« le Roi Lear », de Shakespeare, cour d’honneur du palais des Papes à Avignon

« le Roi Lear » © Christophe Raynaud de Lage / Festival d’Avignon

Promesses non tenues

Par Trina Mounier
Les Trois Coups

La cour d’honneur, le directeur du Festival, la pièce mythique du répertoire, tous les ingrédients étaient réunis pour faire de cette soirée un moment inoubliable. On attendait Py au tournant. Homme de défis, il n’a pas su éviter toutes les chausse-trapes.

À commencer par celles qu’il se tendait à lui-même…

Mais commençons par rendre hommage, au moment où il est de bon ton de tirer sur le créateur extravagant et décalé, à l’homme des paris fous et des belles aventures, à un metteur en scène dont l’esthétique est certes particulière, mais qui sait ce qu’est un plateau immense et comment l’habiter, comment se jouer du vent et de l’espace qui ont signé le désastre de plus d’une mise en scène avignonnaise, comment choisir une distribution et diriger des acteurs. Cela, Olivier Py le fait et le fait bien.

Philippe Girard, son comédien fétiche, grand échalas osseux au regard d’acier, campe un Lear que n’a pas atteint la limite d’âge. Sa décision d’abdiquer est un caprice de puissant, l’occasion rêvée et unique d’obtenir de ses filles des protestations d’amour filial en forme d’actes de soumission.

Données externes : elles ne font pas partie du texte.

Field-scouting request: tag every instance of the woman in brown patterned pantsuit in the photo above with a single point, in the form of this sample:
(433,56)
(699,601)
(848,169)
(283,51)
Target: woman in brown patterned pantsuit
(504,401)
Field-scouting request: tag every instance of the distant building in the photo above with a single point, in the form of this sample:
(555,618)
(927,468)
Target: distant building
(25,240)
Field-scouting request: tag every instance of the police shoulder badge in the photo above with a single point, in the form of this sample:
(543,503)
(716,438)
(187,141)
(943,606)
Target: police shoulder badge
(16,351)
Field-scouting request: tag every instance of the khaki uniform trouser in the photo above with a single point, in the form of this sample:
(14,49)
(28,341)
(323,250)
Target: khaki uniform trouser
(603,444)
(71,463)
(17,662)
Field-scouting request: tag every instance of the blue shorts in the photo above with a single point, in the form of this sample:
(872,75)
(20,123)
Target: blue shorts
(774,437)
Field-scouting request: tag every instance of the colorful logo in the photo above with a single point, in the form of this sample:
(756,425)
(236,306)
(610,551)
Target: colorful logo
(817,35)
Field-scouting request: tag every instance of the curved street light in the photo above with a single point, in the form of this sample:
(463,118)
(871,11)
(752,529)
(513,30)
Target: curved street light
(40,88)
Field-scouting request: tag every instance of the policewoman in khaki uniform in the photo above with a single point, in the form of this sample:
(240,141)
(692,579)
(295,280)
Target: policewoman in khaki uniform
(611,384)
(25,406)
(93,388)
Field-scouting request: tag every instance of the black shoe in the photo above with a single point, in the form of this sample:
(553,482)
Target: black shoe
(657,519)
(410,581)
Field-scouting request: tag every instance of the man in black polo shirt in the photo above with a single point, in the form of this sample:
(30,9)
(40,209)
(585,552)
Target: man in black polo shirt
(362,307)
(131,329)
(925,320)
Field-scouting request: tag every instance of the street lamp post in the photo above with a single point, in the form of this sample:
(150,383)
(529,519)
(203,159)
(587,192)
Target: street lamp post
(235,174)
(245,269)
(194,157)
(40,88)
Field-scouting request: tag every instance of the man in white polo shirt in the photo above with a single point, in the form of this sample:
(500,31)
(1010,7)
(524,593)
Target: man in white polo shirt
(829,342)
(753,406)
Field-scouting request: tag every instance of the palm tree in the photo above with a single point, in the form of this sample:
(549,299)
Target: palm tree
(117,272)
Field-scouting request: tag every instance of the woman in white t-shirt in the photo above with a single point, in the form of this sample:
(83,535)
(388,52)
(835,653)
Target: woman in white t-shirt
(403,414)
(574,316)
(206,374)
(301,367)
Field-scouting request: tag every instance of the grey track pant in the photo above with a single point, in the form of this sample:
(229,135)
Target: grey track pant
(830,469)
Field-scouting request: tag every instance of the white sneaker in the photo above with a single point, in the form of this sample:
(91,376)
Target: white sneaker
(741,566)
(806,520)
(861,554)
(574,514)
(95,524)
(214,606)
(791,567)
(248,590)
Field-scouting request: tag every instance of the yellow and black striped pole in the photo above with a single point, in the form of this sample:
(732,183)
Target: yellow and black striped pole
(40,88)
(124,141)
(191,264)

S’il donne tout, ce n’est pas par bonté d’âme, ni par désintérêt pour le pouvoir, quoi qu’il en dise, mais parce que au fond il n’imagine pas un seul instant que ses filles vont s’en saisir et l’en dépouiller. Il croit que va lui rester l’unique pouvoir qui tienne, le symbolique, celui qui n’a besoin ni de preuves ni d’armées, parce qu’il est, tout simplement. Aussi, quand il devra ouvrir les yeux, Lear ressent-il d’abord une colère énorme. Et cette colère ne faiblira pas. Philippe Girard incarne parfaitement cet homme aveuglé par sa propre puissance, ce furieux fou furieux. Et la lecture de Py tient la route.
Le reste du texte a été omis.